Universal Pictures ha appena annunciato che Danya Taymor, la regista che ha diretto la produzione teatrale, sarà al timone anche della versione cinematografica. Una scelta che garantisce continuità artistica e rispetto per la visione originale dell'opera, scritta da Kimberly Belflower, che firmerà anche la sceneggiatura del film. Ma chi è questa Taymor che sta per fare il suo grande salto nel cinema hollywoodiano.

La storia al centro del progetto vede un gruppo di studenti delle superiori che si trova a studiare Il crogiuolo di Arthur Miller, il classico del 1953 ambientato durante i processi alle streghe di Salem nel Seicento. Ma siamo nell'era del MeToo, e la lettura del dramma assume sfumature completamente diverse. John Proctor, tradizionalmente considerato l'eroe tragico dell'opera di Miller, viene reinterpretato attraverso una lente contemporanea che ne svela aspetti problematici fino ad allora trascurati.



Il crogiuolo racconta la storia di Proctor, un uomo che deve decidere se rivelare la verità su Abigail Williams, la giovane che ha scatenato un'ondata di accuse di stregoneria infondate a Salem, mettendo in pericolo anche sua moglie Elizabeth. Quando Miller scrisse l'opera nel pieno del maccartismo, intendeva tracciare un parallelo con la caccia alle streghe anticomunista dell'epoca. Ma cosa succede quando una nuova generazione rilegge quella stessa storia settant'anni dopo, con una sensibilità radicalmente diversa rispetto alle dinamiche di potere e alle relazioni tra i sessi.

Questa è la domanda che John Proctor is the Villain pone con forza, e che Sink ha portato in scena per quattro mesi nel 2025, dopo aver completato le riprese della stagione conclusiva di Stranger Things. La sua interpretazione di Shelby Holcomb le è valsa una nomination come miglior attrice protagonista ai Tony, confermando la sua versatilità oltre i confini del mondo seriale che l'ha resa celebre.

La carriera cinematografica di Sink si è già dimostrata promettente prima di questo progetto. Ha lasciato il segno nella trilogia Fear Street di Netflix, dove ha interpretato Ziggy Berman in due dei tre capitoli, e ha ricevuto elogi per il suo ruolo in The Whale accanto a Brendan Fraser. Ma è chiaro che il teatro occupa un posto speciale nel suo cuore e nella sua formazione artistica. Non a caso, dopo Broadway, questa primavera sarà sul palco del West End londinese per una produzione di Romeo e Giulietta.

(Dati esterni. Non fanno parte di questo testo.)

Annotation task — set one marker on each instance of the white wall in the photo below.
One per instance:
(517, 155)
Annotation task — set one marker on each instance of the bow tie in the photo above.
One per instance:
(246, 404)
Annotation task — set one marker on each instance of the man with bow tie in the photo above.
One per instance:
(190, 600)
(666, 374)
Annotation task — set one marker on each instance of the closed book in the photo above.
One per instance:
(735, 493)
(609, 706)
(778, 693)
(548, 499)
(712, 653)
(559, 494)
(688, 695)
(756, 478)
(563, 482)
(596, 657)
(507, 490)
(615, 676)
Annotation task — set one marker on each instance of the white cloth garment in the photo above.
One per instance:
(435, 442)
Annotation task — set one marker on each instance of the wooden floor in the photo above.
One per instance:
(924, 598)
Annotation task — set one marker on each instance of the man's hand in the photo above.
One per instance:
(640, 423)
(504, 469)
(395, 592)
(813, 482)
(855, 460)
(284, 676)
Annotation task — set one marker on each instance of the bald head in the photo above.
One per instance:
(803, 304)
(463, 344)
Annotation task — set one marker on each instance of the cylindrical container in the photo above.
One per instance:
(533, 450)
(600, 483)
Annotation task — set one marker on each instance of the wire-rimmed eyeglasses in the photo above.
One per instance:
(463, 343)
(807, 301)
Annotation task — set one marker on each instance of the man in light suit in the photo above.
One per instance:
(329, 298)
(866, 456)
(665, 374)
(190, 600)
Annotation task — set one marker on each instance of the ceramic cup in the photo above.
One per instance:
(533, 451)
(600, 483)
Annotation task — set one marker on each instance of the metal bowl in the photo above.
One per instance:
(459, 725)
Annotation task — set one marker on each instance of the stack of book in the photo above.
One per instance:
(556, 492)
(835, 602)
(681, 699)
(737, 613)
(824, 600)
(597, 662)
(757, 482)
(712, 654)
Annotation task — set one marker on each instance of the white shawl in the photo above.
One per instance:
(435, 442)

Non è stata ancora annunciata una data di uscita, ma l'ingaggio di Taymor segna un passo decisivo nello sviluppo del film. Significa che la fase creativa sta entrando nel vivo, che il casting si allargherà presto ad altri ruoli chiave, e che la pre-produzione è ormai avviata. Per chi ha amato la produzione teatrale, l'attesa promette di essere ripagata dalla fedeltà alla visione originale. Per chi non ha avuto modo di vederla, sarà l'occasione di confrontarsi con una rilettura coraggiosa di un classico che pensavamo di conoscere a memoria.